「阿弥陀さまは私のカウンセラー」
以前、知人のお寺の掲示板に張られていた住職の一筆。
「生命という意味は、生きろ!という命令なのだ。粗末にするな!」
この住職は別に言語学を専門としている方ではなく、「ただの思いつき」で書いたそうですが、私は実に面白い観点だと敬服致しました。
早速帰ってから「命」という漢字を大漢和辞典で調べてみると、確かに@いひつける。おほせつける。Aいひつけ。おほせ。Bおきて。政令。と続き、現在一番よく使われる「いのち、寿命」という意味は二十番目にやっと登場する程度です。漢字の成り立ちも「口」で「令」ずるから「命」となったとあります。成る程、「生命とは生きろ!という命令」の意とする住職の発想、あながち間違っていなさそうです。この世に生まれた以上、我々は「生きろ!」という命令のもとに存在しているのかもしれません。

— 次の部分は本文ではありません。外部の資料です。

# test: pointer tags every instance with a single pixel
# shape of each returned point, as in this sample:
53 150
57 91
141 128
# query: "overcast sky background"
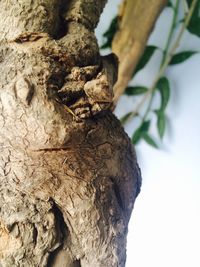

この数週間、いじめを苦にしての小・中学生の自殺が後を絶ちません。それは教育や学校の問題だけでなく、その背景として中高年の自殺も近年変わらず増加しているという社会の現状を見落としてはならないでしょう。警察庁の集計で、年間の自殺者総数は3万5千人。交通事故による死者が年間約1万人なのですから、いかにこの数字が大きいかよく解ります。その7割が男性、年齢別では40、50代が全体の4割を占めるそうです。戦後61年、平和な日本において、生きていくことが耐えられない程の苦痛、絶望と必死に戦い、そして死んでいく方がこれほどいる現実。本当はみんな死にたくなどなかったのです。ちゃんと自分の一生を全うしたかったのに、当面の悩み、苦しみによって思うようにならなかったのです。
私は月に一度、「仏教情報センター」というボランティア団体でテレホン相談の窓口に座ります。確かにこの数年、人生問題を相談される方は急増しています。しかし人生問題のような簡単に回答が出せない相談に対しては、ただずっと聞いている事だけしかできません。1時間以上かけて「死にたいほどの悩み、苦しみ」を訴えてくる方も多いのです。そしてそれぞれ皆、別々の悩み、苦しみをかかえています。中にはとても些細な事に対して重く悩まれている方もいらっしゃいますが、皆一様に、必死に自分の心の叫びを訴えてきます。そしてひとしきり話された後、小さな声で「ありがとう」と言って電話を切るのです。私は若干、無力感が残ります。しかし千差万別の人間の苦に対し、それぞれ適した解決策や考えなど、とても私には回答できません。私はただ相手の叫びを聞いて、その人が今苦しんでいるという事実を共感してあげるだけです。しかし、それがカウンセラーとしてのテレホン相談の役目なのだと思っています。
さて、昨今のいじめ自殺問題で私が思い出したのは、私も小学5年の時、番長格の生徒からいじめを受けていて、1ヶ月ほどの間クラスの全員から無視されたという記憶でした。四面楚歌の学校に毎日通うのは苦痛以外の何ものでもなく、しかしながら何故だか両親や先生に相談できなくて、本堂の阿弥陀さまに向かって必死に解決を祈っていたように思います。子どもなりにプライドがあり、親や先生に助けを求めるような状況にだけはしたくなかったのでしょう。
小さい頃から手を合わせて育った本堂の阿弥陀さまだけは、自分の弱さも苦しさも解ってくれる、状況を良くしてくれると信じていました。もし、どこでもどんな時でも自分の心の支えになってくれる存在として、阿弥陀さまがいらっしゃらなかったならば、この私も、これまでいろいろな人生の局面を乗り越えてこられなかったかもしれません。
今でも私はよく、些細な事でくじけたり、自分が嫌になって落ち込んでしまう事があります。そんな時は、やはり本堂でお念仏をお称えしながら、心の中で精一杯、御本尊さまに愚痴を聞いて頂いております。いわば阿弥陀さまにカウンセラーになってもらうのです。やがて30分ほどお念仏すると、だいぶ気持ちは落ち着いてくるものです。
阿弥陀さまはこの私にいつでもどこでも寄り添ってくださる、究極のカウンセラー。私は今後もおそらく立派にはなれないでしょう。表面を装っても、心の中はいつも愚痴、不満だらけであるようなこの私を、阿弥陀さまはこのままで受けとめて下さいます。いつも優しいまなざしで、この私を見ていて下さるのです。